Week 4: Predator Prey Dynamics + Functional Responses and Host-Parasite Dynamics

Enemy - Victim Dynamics

• Winner (predator, prey, parasitoid)

• Loser (prey, host)

Conversion efficiency

how many prey needed to produce one predator offspring

Zero growth isoclines

what is the condition for the growth of prey/ predator to be 0

Prey ZGI

Zero growth when predation = population growth

Zero growth when predator density = ratio of prey growth (BR) to attack rate

• essentially when births and deaths balance

Predator ZGI

Zero growth when gains from predation = losses from death

• Mathematics gives the density of prey at which this occurs

4 phase predator-prey population cycle

1. Increase in prey

2. Predators consume more –abundance increases

3. Prey become depleted

4. Predators then crash due to lack of food

How do predator-prey dynamics work with host-parasite relationships?

If ε = 1

• host-parasite, host-pathogen, or host-parasitoid model

In host-pathogen/parasite models:

• N = disease free (susceptible) individuals

• C = infected individuals

• a = disease transmission rate

• Death rate of infected usually increases

  • -(q+d)C

Issues with the hare-lynx example

• numbers of hare and lynx relate to numbers of individuals shot for fur pelts

• same number of hunters going out for the same time each year? → No → different sampling intensity

Is hare-lynx even predator-prey?

• Predator-prey or herbivore-plant

Hare –restricted by grass growth

foraging → out + vulnerable

Lose condition

• Higher predation rate?

• Extra toxins in grass: 2/3 years→ under high herbivory pressure, toxins persist for 2-3 years (about 1/4 of the 8-12 yr cycle)

• ¼ of hare cycle

Driven by predator(s)? Or grass?

Plant-herbivore cycles?

Other predators

Self-Limitation

Limitation in predators→

• Competition

• Territoriality

• Disease: canine distemper virus spread from pet dogs→ purple bands → outbreaks of virus → pop crashes

Generally: self-limitation in predator or prey stabilizes

• Negative density dependence

What are 3 stabilising processes that help prevent predator boom/ bust?

• Generalist predators (switch from rare to common species); more constant predation pressure

• Predator/prey Territoriality; limitation

• Spatial heterogeneity (predator-free refuges)

What affects predator-prey cycles?

• So far → linear relationship assumed (type 1 functional response)

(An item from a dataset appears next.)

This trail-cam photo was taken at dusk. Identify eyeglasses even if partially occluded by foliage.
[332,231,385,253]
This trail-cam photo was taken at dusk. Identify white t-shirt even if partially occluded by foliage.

1. Handling time?→ how long they have to handle the prey e.g in marine ecology, crabs having to break into the shells of their food

2. Satiation?

3. Saturation of predators

Functional Response

intake rate of a consumer as a function of food density

Type 2 functional response

Intake of prey always decelerating

• predator's rate of prey consumption begins to slow down as prey density increases and then plateaus when satiation occurs

• most common functional response

• destabilising effect on prey → low prey densities have high mortality

Switching prey species

• Consumers may select some resource items over others

  • Preference for one type

  • Ignore other types

• Switching

  • Preference for more common resource

  • Ignore rare resource

• Search image in head → initially hard to spot a species even if there are many around → after a while, become easier to find/ spot

Type III Functional response

• S shaped curve on graph

• Hard to detect and differentiate from Type II because main difference is at low prey densities

• common/ high density = over-eaten

• low density - prey ignored

• stabilising effect on prey

Microparasites

• Direct reproduction in hosts

• Large numbers within host

• Small size, fast generation times

• Recovered hosts acquire immunity→ immunity may wear off/ be lifelong

• Usually consider infected and non -infected individuals.

• Evolution within hosts?

Examples of microparasites

• Viruses: e.g. measles, chicken pox

  • Lifelong immunity acquired.

• Bacteria: e.g. tuberculosis

  • Immunity neither complete nor life-long.

• Protozoa: e.g. malaria

  • Persistent, chronic disease, antigenic variation leads to repeated infections.

Macroparasites

• No direct reproduction within the definitive host

• Typically larger and have longer generation times than microparasites.

• The immune response often depends on the past and present number of parasites in the host, and tends to be of short duration.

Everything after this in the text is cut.